9.5

Breaking Bad: “Crawl Space” (Episode 4.11)

TV Reviews
Breaking Bad: “Crawl Space” (Episode 4.11)

One of the things Breaking Bad has always been great at doing is making its audience feel uncomfortable. And more so than previous seasons, season four has really pushed the limits of what we can endure. It’s been frustrating, exhausting, and in many ways suffocating. Usually the premiere of the season gives us an indication of what to expect, and now that the season is coming to an end, it’s become more clear. You see, when Gustavo Fring made Walt and Jesse wait around all day to finally confront them in “Box Cutter,” it was to send a message of dominance and make them squirm in anticipation. From a writing perspective, the premiere was designed to keep the audience on the edge of their seats knowing the looming inevitably of the confrontation that was going to happen. Similarly, season four has operated on this premise of making us wait and squirm as the story gets more and more uncomfortable. This season, our protagonist Walter White was completely stripped of his heroic/villainous traits. He’s been constantly alienated, pushed to the side, rejected. And for a lot of viewers, Walter has even become intolerable. But with Walt’s loss of control, and seemingly inevitable downfall, there was a feeling that he would hit rock bottom eventually. Right? When Jesse and Walt came to blows in “Hermanos” and Walt was weeping the following day, it seemed he had finally hit that bottom. How wrong we were.

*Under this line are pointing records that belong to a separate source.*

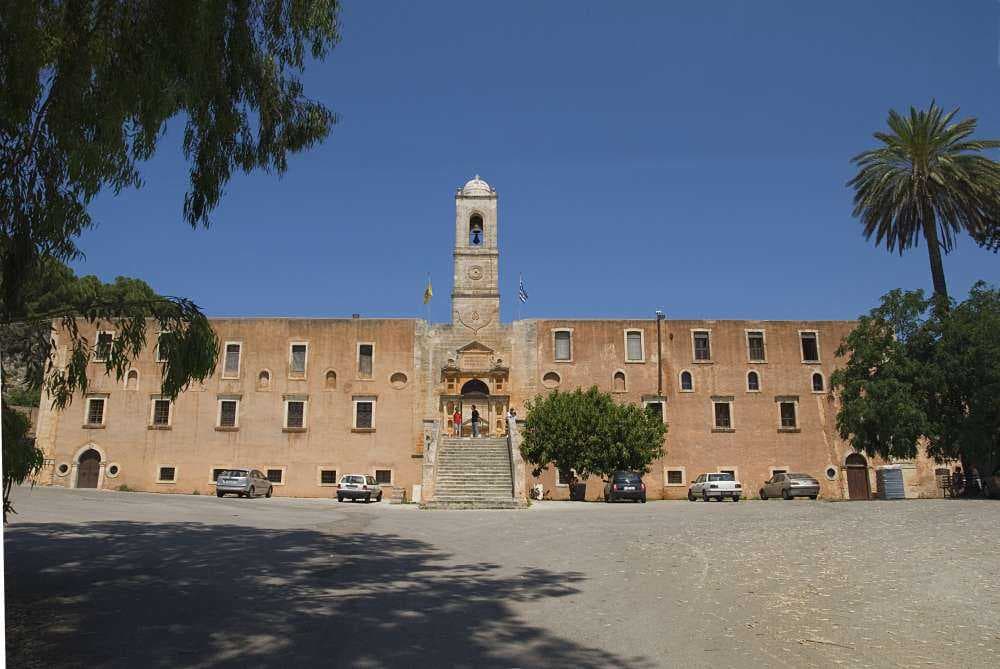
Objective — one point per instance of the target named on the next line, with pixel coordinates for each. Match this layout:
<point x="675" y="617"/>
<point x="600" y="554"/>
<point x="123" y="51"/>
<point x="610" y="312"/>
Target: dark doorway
<point x="858" y="486"/>
<point x="88" y="469"/>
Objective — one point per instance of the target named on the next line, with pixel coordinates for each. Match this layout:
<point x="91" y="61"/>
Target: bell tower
<point x="475" y="295"/>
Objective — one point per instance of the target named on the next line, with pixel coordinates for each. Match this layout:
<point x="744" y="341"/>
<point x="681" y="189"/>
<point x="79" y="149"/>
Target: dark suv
<point x="625" y="485"/>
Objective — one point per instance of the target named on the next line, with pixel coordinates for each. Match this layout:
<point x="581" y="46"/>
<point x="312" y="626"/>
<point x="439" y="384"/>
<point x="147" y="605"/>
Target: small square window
<point x="228" y="413"/>
<point x="297" y="360"/>
<point x="231" y="364"/>
<point x="810" y="347"/>
<point x="633" y="346"/>
<point x="366" y="360"/>
<point x="788" y="415"/>
<point x="563" y="343"/>
<point x="755" y="346"/>
<point x="161" y="413"/>
<point x="102" y="351"/>
<point x="364" y="413"/>
<point x="702" y="346"/>
<point x="723" y="415"/>
<point x="295" y="414"/>
<point x="95" y="411"/>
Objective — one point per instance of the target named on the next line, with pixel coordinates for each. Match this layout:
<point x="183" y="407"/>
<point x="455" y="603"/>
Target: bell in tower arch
<point x="476" y="230"/>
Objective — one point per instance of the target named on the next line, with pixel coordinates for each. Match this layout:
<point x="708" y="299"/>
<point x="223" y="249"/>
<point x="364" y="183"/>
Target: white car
<point x="358" y="486"/>
<point x="716" y="485"/>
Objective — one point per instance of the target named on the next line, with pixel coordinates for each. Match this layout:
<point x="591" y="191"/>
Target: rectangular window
<point x="161" y="413"/>
<point x="364" y="413"/>
<point x="231" y="364"/>
<point x="297" y="360"/>
<point x="163" y="346"/>
<point x="366" y="360"/>
<point x="102" y="351"/>
<point x="563" y="345"/>
<point x="755" y="346"/>
<point x="702" y="345"/>
<point x="723" y="415"/>
<point x="295" y="414"/>
<point x="95" y="410"/>
<point x="229" y="411"/>
<point x="633" y="346"/>
<point x="810" y="346"/>
<point x="788" y="415"/>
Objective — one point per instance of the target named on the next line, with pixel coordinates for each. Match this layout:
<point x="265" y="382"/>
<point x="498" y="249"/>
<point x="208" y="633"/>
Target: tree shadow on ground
<point x="168" y="595"/>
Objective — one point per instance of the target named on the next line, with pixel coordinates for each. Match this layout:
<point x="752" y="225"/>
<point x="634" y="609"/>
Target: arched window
<point x="818" y="385"/>
<point x="476" y="230"/>
<point x="619" y="382"/>
<point x="687" y="383"/>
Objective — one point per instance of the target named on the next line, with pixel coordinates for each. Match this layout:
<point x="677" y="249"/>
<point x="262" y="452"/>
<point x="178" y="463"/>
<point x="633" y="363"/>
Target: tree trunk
<point x="937" y="267"/>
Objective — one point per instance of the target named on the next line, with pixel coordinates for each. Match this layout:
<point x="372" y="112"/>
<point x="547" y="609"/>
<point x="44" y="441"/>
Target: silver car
<point x="358" y="486"/>
<point x="243" y="483"/>
<point x="788" y="486"/>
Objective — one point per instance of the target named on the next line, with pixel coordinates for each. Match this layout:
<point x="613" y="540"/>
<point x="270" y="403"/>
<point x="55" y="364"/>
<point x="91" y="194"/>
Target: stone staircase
<point x="473" y="474"/>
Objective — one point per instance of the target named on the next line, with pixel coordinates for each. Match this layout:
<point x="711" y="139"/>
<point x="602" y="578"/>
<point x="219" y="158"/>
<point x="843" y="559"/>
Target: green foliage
<point x="916" y="374"/>
<point x="21" y="458"/>
<point x="586" y="431"/>
<point x="928" y="179"/>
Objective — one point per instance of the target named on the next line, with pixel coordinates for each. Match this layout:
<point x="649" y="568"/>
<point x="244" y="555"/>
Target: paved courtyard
<point x="130" y="579"/>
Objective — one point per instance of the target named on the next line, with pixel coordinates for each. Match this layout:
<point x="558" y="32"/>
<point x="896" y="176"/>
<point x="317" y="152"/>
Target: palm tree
<point x="928" y="179"/>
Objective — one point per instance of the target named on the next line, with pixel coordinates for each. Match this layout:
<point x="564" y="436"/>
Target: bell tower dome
<point x="475" y="296"/>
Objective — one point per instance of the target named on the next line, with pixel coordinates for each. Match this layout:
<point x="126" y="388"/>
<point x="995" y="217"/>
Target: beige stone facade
<point x="308" y="400"/>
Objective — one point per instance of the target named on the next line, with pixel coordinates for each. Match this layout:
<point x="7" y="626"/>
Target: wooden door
<point x="857" y="483"/>
<point x="88" y="469"/>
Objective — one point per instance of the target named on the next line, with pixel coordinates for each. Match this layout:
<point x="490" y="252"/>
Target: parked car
<point x="243" y="483"/>
<point x="788" y="486"/>
<point x="715" y="485"/>
<point x="358" y="486"/>
<point x="625" y="485"/>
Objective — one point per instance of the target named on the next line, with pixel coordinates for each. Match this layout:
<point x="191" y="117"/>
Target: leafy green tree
<point x="929" y="179"/>
<point x="589" y="433"/>
<point x="88" y="88"/>
<point x="918" y="377"/>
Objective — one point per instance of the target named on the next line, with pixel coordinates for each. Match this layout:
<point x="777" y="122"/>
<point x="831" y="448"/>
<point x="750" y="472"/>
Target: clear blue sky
<point x="685" y="156"/>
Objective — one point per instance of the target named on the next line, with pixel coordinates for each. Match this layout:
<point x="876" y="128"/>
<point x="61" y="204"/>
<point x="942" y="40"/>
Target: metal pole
<point x="659" y="355"/>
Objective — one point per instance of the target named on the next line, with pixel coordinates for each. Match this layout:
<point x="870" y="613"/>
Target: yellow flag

“Crawl Space” immediately continues the aftermath of the cartel showdown from last week’s episode. Wounded, Gus and Mike are rushed to a secret location where doctors are on hand to work on them. Immediately what struck me was the fact that Jesse could have easily killed Gus and Mike right then and there. After all, he was driving them to the location. It would have been easy enough to just ditch the car in the middle of nowhere, or even better, just shoot them. But this is also a testament to his character, that he’s not really a cold-blooded killer. It explains in a lot of ways why he had so much trouble trying to kill Gus throughout the season. It’s also a reflection of the fact that he’s become so alienated from Walt (especially after their blow-out), that he’s started to bond with Gus and Mike instead. After Gus recovers, he tells Jesse that he’s proven his capabilities, and that he could run the lab on his own. Jesse of course knows where he’s going with this, and despite his blow-out with Walt, he still has loyalty to him and tells Gus that he has to let Walt go. Killing him would mean he stops cooking.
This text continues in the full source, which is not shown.